Tak sampai sepuluh menit, mobil yang di kendarai oleh Pak Sukir selaku sopir keluarga Bram dan Hanum, sudah memasuki kota Surabaya.

Bayangan-bayangan masa lalu terlintas begitu saja di otak Kania.

Malam itu, di saat lelaki yang tak bertanggungjawab telah merenggut mahkotanya dan berujung dengan hari-hari buruk Kania setelahnya.

Kemarahan orangtuanya saat mengetahui dirinya hamil tanpa tahu siapa pelakunya. Hujan deras dan jembatan itu. Semua masih terekam jelas di otaknya.

Apa kabar bapak dan ibu sekarang? Tristan? Kalian apa kabar?

Aku rindu. Aku sangat merindukan kalian.

Aku ingin kembali, memeluk kalian lagi seperti dulu. Tapi aku takut. Aku takut bapak dan ibu masih marah. Aku takut kalian masih menolakku jika aku datang kembali.

Bapak, ibu... Cucu kalian sudah besar, sekarang.

Cucu kalian aku bawa datang ke Surabaya.

Harusnya dia bisa memeluk kalian. Tapi karena kesalahanku, dia tidak bisa bertemu dengan kalian.

Air mata Kania berjatuhan. Tanpa sadar, bibirnya terisak pelan. Hatinya terasa sesak mengingat semua yang terjadi lima tahun yang lalu. Juga karena rasa rindunya kepada keluarganya yang sudah menggebu.

"Bu Kania baik-baik saja?"

Kania terperanjat. Dia lupa kalau dia tidak sendiri di dalam mobil sehingga dia terlalu larut dalam lamunannya.

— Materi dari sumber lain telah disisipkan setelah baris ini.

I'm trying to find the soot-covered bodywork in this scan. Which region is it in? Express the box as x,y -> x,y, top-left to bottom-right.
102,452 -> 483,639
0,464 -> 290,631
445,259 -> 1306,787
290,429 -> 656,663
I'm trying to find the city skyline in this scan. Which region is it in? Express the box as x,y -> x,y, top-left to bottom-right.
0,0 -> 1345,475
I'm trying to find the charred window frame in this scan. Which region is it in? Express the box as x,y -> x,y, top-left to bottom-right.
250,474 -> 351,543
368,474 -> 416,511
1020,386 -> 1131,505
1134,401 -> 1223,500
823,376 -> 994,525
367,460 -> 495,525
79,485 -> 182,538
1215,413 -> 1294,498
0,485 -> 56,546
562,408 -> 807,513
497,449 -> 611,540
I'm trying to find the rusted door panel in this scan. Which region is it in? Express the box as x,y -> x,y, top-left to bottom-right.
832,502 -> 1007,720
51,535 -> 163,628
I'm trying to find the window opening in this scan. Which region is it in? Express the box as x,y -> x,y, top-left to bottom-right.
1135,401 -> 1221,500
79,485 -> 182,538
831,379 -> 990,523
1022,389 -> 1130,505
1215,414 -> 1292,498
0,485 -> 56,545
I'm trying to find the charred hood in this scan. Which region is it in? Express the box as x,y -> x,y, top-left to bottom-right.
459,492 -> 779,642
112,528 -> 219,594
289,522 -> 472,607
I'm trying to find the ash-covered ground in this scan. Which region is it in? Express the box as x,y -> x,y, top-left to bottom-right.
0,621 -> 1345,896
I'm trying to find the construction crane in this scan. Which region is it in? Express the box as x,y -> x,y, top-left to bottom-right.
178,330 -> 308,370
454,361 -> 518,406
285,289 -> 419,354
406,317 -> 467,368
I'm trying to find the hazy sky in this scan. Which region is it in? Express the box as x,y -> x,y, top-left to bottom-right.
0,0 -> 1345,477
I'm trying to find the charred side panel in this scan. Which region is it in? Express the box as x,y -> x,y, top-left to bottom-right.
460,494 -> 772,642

Dengan cepat Kania mengusap air matanya. Bibirnya mencoba untuk menerbitkan sebuah senyuman meskipun terasa aneh. "Saya baik kok, Bu. Tidak ada masalah."

Untung saja Shaka sedang tertidur lelap. Jadi Kania bisa terhindar dari pertanyaan-pertanyaan Shaka yang terkadang membuat Kania tak bisa berkata-kata.

Bu Vanya juga tipe orang yang tidak ingin tahu terlalu dalam masalah orang lain. Sebab itu dia kembali terdiam saat Kania mengatakan bahwa dirinya tidak apa-apa.

***

"Selamat datang, Kania dan Shaka. Bagaimana perjalanan kalian?" Hanum memberi sambutan saat Kania dan Shaka baru saja sampai di penginapan yang sudah menyambutnya di lobi hotel tempat Kania dan Shaka akan menginap beberapa hari ke depan.

Kania tersenyum lembut. Tangan Shaka juga langsung menyalami tangan Hanum lalu menciumnya tanpa di perintah terlebih dahulu. "Alhamdulillah, Bu, lancar."

"Tadi Shaka juga lihat ada patung buaya yang besar, Bu. Namanya patung Sura dan Baya, ya, Bu?" Shaka menatap Bu Vanya dengan tatapan penuh tanya.

"Iya, sayang," jawab Bu Vanya seraya mengusap kepala Shaka dengan penuh sayang.

"Oh, ya?" balas Hanum dengan antusias dan di benarkan oleh Shaka. "Shaka tahu nggak asal usul patung buaya itu?"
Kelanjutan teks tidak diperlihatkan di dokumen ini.